振付家パウラ・ロソレンが超えようとした、典型的なダンスの限界

例えば、休日の東京の湾岸エリアに行くと、大勢がエアロビクスやヨガに興じる風景に出くわすことがある。多くの場合スポーツメーカーなどが主催しているこういったイベントを見ると、健康や美に対する人々の執着や欲望を垣間見ることになるが、ちょっと意識を変えて、これを「コンテンポラリーダンス」として見てみるとどんなことが起きるだろうか?

ドイツを拠点に活動するアーティスト、パウラ・ロソレンが試みているのは、そんな視点の変換による、新しい動きの発見である。10月から始まるダンスフェスティバル『Dance New Air 2018』でアジア初上演される『Aerobics!- A Ballet in 3 Acts』は、無音のなかで延々とエアロビクスの動きを見せる奇妙な作品だ。ユーモラスであるばかりでなく、何らかの不気味さも感じさせる同作は、どのようなアイデアから構想されたのだろうか? 公演を前に来日したロソレンに話を聞いた。

誰もが知っているエアロビクスを題材にすることで、ダンスの持つ限界を逸脱したかったんです。

—今回東京で上演されるコンテンポラリーダンス『Aerobics! A Ballet in 3 Acts』は、その名のとおりエアロビクスを題材にしています。なぜエアロビクスだったのでしょうか?

ロソレン:アイデアが浮かんだのは2012年頃だったでしょうか。当時流行していたダンスの傾向に対して、ちょっと批判的に反応したかったんです。

—どんな流行だったのですか?

ロソレン:とても強いコンセプトやアイデアがあるけれど、舞台上ではあまり動きのないもの。想像しているものと現実に起こることの間に齟齬があるようなダンスですね。それに対して、動きがあって、なおかつコンセプチュアルであり、そしてインパクトを持った作品を作りたいというのが出発点でした。アーティスト自身にとってだけでなく、観客にとってもフィジカルな体験を生み出したかったんです。

パウラ・ロソレン
パウラ・ロソレン

—ロソレンさんはフランクフルトを拠点に活動していますが、今おっしゃったような傾向はドイツ特有のもの?

ロソレン:もちろん、いろんな傾向が同時にあります。

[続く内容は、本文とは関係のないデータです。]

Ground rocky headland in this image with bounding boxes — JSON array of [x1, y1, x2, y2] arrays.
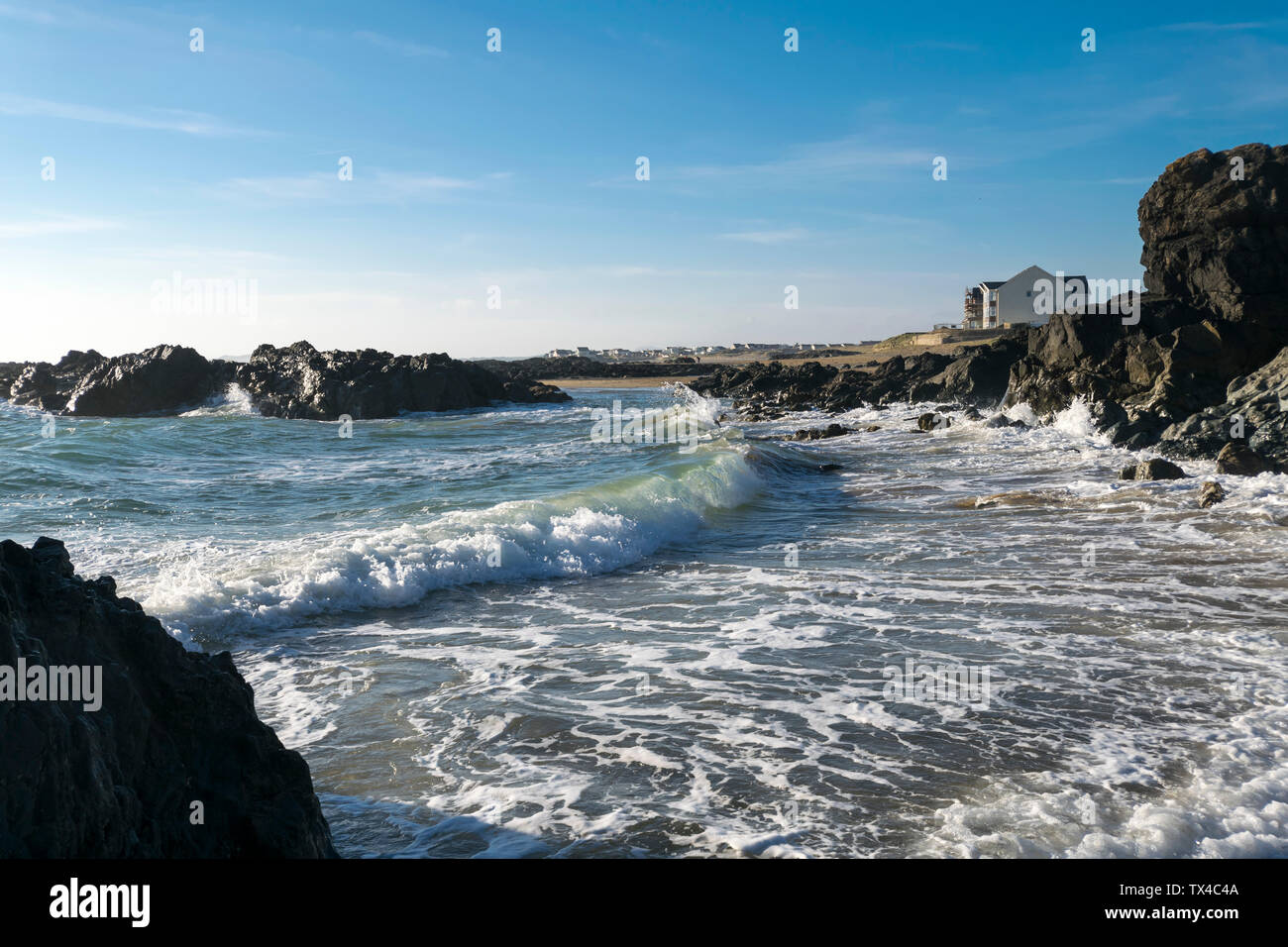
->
[[0, 342, 570, 421], [693, 145, 1288, 473], [0, 539, 336, 858]]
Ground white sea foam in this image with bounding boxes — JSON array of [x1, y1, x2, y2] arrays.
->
[[143, 446, 760, 631]]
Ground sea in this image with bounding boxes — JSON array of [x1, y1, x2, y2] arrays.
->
[[0, 385, 1288, 858]]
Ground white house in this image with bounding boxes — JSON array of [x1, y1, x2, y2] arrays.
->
[[961, 265, 1087, 329]]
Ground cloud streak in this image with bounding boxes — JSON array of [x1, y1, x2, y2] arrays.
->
[[0, 93, 266, 138]]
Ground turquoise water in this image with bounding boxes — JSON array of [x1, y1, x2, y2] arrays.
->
[[0, 389, 1288, 856]]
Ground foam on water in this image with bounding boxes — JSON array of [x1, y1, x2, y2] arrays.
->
[[0, 389, 1288, 857]]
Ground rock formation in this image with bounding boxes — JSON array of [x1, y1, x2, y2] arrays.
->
[[0, 539, 335, 858], [4, 342, 570, 420], [235, 342, 570, 421]]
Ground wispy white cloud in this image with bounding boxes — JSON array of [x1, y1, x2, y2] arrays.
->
[[353, 30, 451, 58], [720, 227, 808, 244], [0, 217, 121, 240], [0, 93, 265, 137], [216, 164, 488, 201]]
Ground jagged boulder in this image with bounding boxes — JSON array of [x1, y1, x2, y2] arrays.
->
[[1159, 347, 1288, 466], [1138, 145, 1288, 322], [1216, 441, 1284, 476], [0, 539, 335, 858], [1118, 458, 1189, 480], [1199, 480, 1225, 510]]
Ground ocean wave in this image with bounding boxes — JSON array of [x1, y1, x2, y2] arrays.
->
[[143, 441, 761, 638]]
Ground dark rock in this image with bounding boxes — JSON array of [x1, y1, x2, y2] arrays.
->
[[1140, 145, 1288, 322], [1118, 458, 1189, 480], [472, 356, 716, 381], [1199, 480, 1225, 510], [236, 342, 570, 421], [59, 346, 233, 417], [0, 539, 335, 858], [1159, 348, 1288, 467], [8, 342, 571, 420], [1216, 441, 1283, 476], [691, 334, 1024, 411], [785, 424, 850, 441], [984, 414, 1029, 428]]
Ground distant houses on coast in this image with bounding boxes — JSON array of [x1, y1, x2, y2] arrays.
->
[[545, 342, 862, 362]]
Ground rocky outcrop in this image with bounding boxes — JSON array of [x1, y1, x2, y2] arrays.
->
[[1006, 145, 1288, 469], [783, 424, 850, 441], [1118, 458, 1189, 480], [1159, 348, 1288, 469], [66, 346, 233, 417], [0, 539, 335, 858], [693, 145, 1288, 467], [691, 334, 1025, 416], [1199, 480, 1225, 510], [7, 342, 570, 420], [1216, 441, 1284, 476]]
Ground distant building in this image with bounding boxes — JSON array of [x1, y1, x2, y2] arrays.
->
[[961, 265, 1087, 329]]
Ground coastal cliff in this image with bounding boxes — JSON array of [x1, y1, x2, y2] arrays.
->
[[693, 145, 1288, 468], [0, 539, 336, 858], [0, 342, 570, 421]]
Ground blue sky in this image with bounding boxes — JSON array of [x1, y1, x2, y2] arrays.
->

例えば州が運営する劇場では、典型的なダンス作品が上演されることが多いですが、その外側のオフシーンでは実験的な内容が好まれます。私が言っているのは後者のほうですね。

しかし後者にも、ある「典型」というものがあって、そのために常に観客が限定されていて専門的すぎるんです。この限界を逸脱していくことが私の活動の軸にあり、エアロビクスを題材に選んだ理由もそこに関係しています。誰もが知っているエアロビクスやバレエを題材にすることで、普段はダンスを見ない人の興味をそそるものを作ろうと考えたのです。ダンスをエリート層に向けて限定されたジャンルにしたくなかったんですよ。

—たしかにエアロビクスは、フィットネスの一種として世界中で親しまれていますね。

ロソレン:そう。視覚的に豊富な動きを持っていても、一般には「ダンス」と思われていない点も重要でした。一見するとダンスではないものからダンス的な要素を抽出していくというのは、私の作品メソッドの一つです。

パウラ・ロソレン

—日本人がエアロビクスに主に感じるのは、衣装や表情のファニーさ、あるいはダイエットのために一生懸命になっている人の熱心さだったりします。でも、この作品では愉快な要素に特化してはいないですよね。非常に技巧的な振付とフォーメーションの複雑な展開は、明らかにプロフェッショナルの仕事です。そこにはバレエの精密さも感じます。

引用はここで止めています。